Background New European guidelines recommend that patients with ST elevation myocardial infarction (STEMI) who cannot receive primary percutaneous coronary intervention (PCI) within 120 minutes of first medical contact should be thrombolysed then transferred directly to a 24/7 PCI-capable hospital. The National Infarct Angioplasty Project (NIAP) report suggests that 97% of STEMI patients in England should be treated with primary PCI by 2011, but provision of 24/7 primary PCI close enough to all patients may pose a significant logistical challenge. There are no trial data comparing primary PCI with a modern pharmacoinvasive strategy (early thrombolysis, immediate rescue PCI when required, angiography and PCI within 24 h). Such trials are required to provide an evidence-based strategy for the optimal management of STEMI, particularly for patients in whom time to primary PCI may be more than 120 minutes.

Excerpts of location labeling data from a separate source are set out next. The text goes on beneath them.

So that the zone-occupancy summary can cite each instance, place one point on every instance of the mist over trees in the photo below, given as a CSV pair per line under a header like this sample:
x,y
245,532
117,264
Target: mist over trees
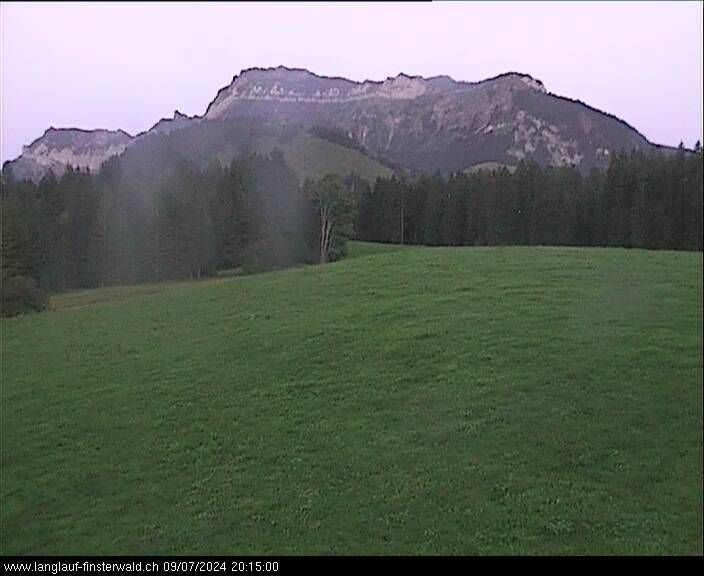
x,y
644,200
154,215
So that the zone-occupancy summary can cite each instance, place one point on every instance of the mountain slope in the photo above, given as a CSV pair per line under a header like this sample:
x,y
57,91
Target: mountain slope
x,y
420,123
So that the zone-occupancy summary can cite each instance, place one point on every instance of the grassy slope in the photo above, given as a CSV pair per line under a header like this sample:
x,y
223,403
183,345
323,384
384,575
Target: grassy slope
x,y
314,157
486,400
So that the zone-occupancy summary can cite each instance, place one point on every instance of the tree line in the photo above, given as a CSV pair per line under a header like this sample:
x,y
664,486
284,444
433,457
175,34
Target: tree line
x,y
150,216
153,215
643,200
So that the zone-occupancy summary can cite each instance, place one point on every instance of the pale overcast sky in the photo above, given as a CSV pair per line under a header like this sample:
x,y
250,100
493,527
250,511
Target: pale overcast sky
x,y
100,65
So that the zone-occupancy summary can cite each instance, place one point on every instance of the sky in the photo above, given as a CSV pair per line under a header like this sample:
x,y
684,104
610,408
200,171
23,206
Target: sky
x,y
126,65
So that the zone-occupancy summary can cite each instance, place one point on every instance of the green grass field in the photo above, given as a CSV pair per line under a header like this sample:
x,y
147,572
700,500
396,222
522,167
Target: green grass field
x,y
417,401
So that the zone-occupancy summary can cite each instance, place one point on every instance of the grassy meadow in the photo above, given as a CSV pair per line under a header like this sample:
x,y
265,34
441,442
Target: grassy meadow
x,y
512,400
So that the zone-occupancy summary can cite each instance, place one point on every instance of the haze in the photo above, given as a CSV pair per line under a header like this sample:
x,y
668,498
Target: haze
x,y
100,65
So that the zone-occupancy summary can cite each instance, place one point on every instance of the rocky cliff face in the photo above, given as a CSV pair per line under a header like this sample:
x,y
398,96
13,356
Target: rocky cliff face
x,y
423,123
58,147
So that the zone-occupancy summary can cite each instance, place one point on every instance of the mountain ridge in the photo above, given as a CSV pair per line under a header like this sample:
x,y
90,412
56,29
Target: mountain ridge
x,y
434,123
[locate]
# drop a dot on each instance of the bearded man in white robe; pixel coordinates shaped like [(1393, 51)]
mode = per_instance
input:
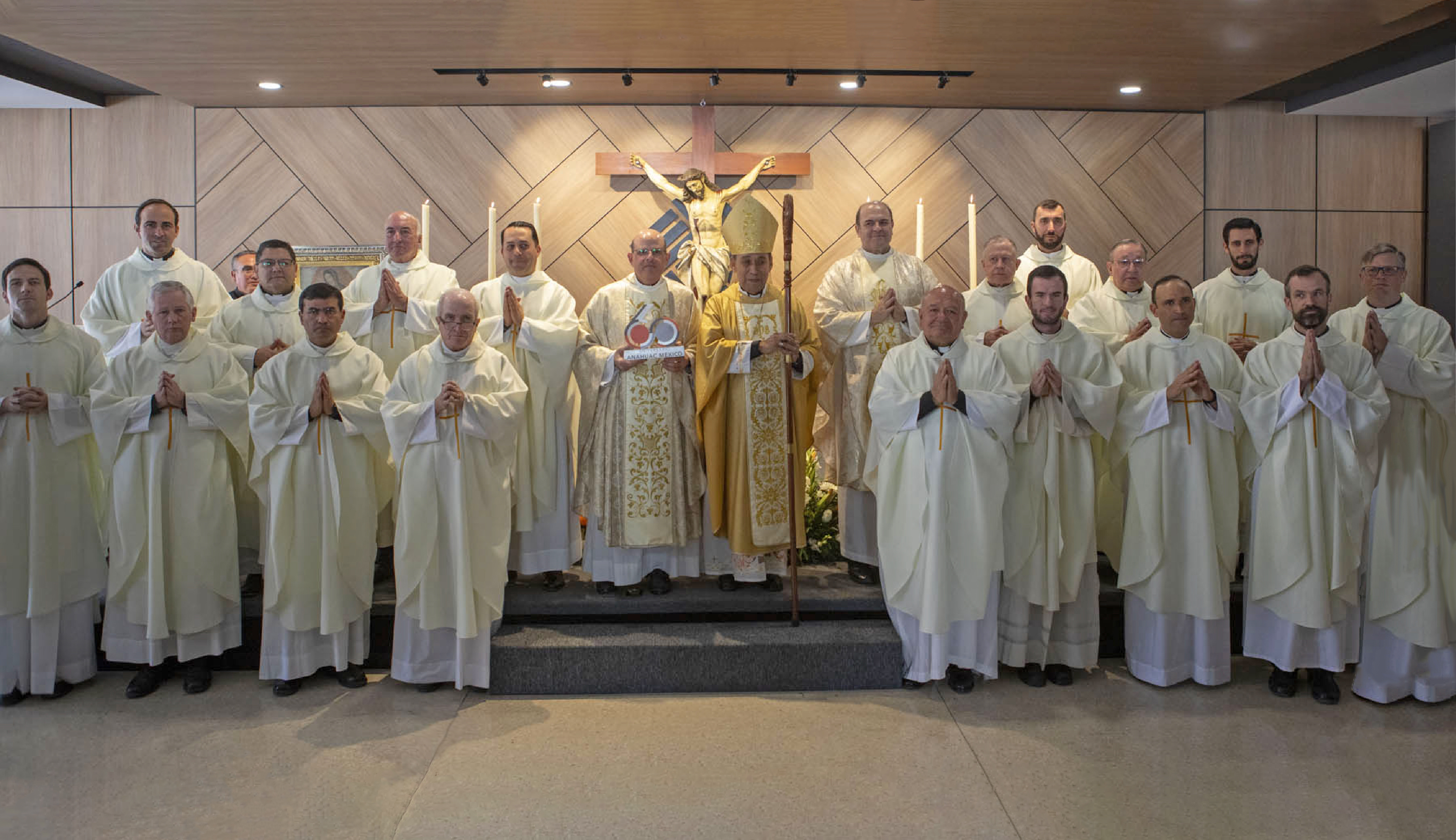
[(167, 415), (1408, 643), (116, 314), (944, 420), (532, 319), (998, 304), (1314, 407), (865, 306), (641, 475), (452, 415), (1175, 430), (321, 468), (51, 494), (1068, 385)]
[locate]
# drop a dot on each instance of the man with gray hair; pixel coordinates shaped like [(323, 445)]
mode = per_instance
[(1408, 641), (167, 415)]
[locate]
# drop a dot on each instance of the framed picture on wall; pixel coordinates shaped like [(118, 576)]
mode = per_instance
[(335, 265)]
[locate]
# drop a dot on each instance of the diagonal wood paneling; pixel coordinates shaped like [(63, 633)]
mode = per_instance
[(534, 139), (1104, 140), (348, 171), (1154, 194), (223, 140), (449, 156), (251, 193)]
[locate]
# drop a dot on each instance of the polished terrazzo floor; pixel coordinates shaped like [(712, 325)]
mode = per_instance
[(1106, 758)]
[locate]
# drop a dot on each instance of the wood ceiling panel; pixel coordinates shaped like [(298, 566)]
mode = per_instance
[(1106, 140), (223, 140), (462, 172), (1155, 196)]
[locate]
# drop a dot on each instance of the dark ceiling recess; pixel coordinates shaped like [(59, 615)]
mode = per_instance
[(25, 63)]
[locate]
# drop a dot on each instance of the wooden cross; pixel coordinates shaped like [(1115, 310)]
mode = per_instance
[(702, 156)]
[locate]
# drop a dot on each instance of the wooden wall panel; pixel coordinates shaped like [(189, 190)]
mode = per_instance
[(36, 167), (1259, 156), (1372, 163), (135, 149), (1346, 236), (1289, 239)]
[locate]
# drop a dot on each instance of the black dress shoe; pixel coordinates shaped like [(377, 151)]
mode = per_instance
[(149, 679), (1323, 686), (59, 691), (1283, 683), (197, 676), (1059, 674), (352, 678), (252, 587), (960, 680)]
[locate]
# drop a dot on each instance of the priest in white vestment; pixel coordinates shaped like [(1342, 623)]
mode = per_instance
[(1408, 643), (165, 415), (742, 408), (998, 304), (1175, 429), (51, 496), (321, 468), (117, 311), (867, 305), (532, 319), (1114, 314), (640, 480), (1068, 385), (257, 327), (1243, 305), (1314, 408), (944, 417), (389, 309), (452, 414), (1049, 226)]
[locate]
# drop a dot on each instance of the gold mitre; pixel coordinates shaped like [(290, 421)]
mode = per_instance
[(751, 228)]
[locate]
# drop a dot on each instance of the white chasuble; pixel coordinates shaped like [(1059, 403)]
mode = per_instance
[(541, 351), (1181, 531), (1050, 506), (1315, 458), (640, 471), (855, 350), (991, 306), (51, 491), (1081, 273), (322, 482), (118, 304), (1253, 308), (1411, 557), (941, 481), (397, 334), (172, 525), (455, 480)]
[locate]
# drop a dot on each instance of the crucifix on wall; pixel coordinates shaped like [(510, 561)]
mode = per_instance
[(704, 263)]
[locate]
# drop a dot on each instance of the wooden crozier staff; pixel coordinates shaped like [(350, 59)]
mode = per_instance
[(791, 462)]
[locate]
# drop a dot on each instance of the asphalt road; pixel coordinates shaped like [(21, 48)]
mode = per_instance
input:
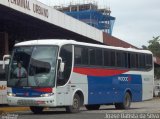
[(146, 108)]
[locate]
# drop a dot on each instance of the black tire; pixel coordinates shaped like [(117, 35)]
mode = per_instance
[(36, 110), (92, 107), (75, 107), (126, 102)]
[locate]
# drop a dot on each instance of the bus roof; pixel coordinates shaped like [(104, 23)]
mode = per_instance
[(61, 42)]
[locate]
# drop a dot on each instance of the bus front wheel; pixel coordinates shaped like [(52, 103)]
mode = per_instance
[(126, 102), (75, 107), (92, 107), (36, 110)]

Methods Retrospective analysis of data on all patients presenting with STEMI to a large district general hospital over a 12-month period from April 2007. All eligible patients were treated with rapid thrombolysis (40% prehospital), with provision of mandatory rescue PCI (on-site 24/7) if they exhibited ongoing symptoms and less than 50% ST resolution at 60 minutes. Data were collected using the Myocardial Infarction National Audit Project (MINAP) and local cath-lab databases. Angiograms were reviewed independently to grade TIMI flow for infarct-related artery pre and post-intervention. Patients who received primary CI as first line therapy (eg, when thrombolysis was contraindicated) were excluded.

Results See table.

Abstract 073 Table

Conclusion An aggressive pharmacoinvasive strategy (91% had angiography and 84% of those had PCI) for treating STEMI can achieve outcomes similar to primary PCI. In our centre 97% of patients had TIMI 2/3 flow after angiography and 30-day mortality was 4.5%. Randomised trial data from STREAM are likely to give a greater understanding regarding whether this is a feasible alternative treatment option. The Department of Health is committed to providing primary PCI for almost all STEMI patients within 3 years, but where geography makes this difficult to provide within 120 minutes of a call for help, pharmacoinvasive therapy may be a better option than delayed primary PCI.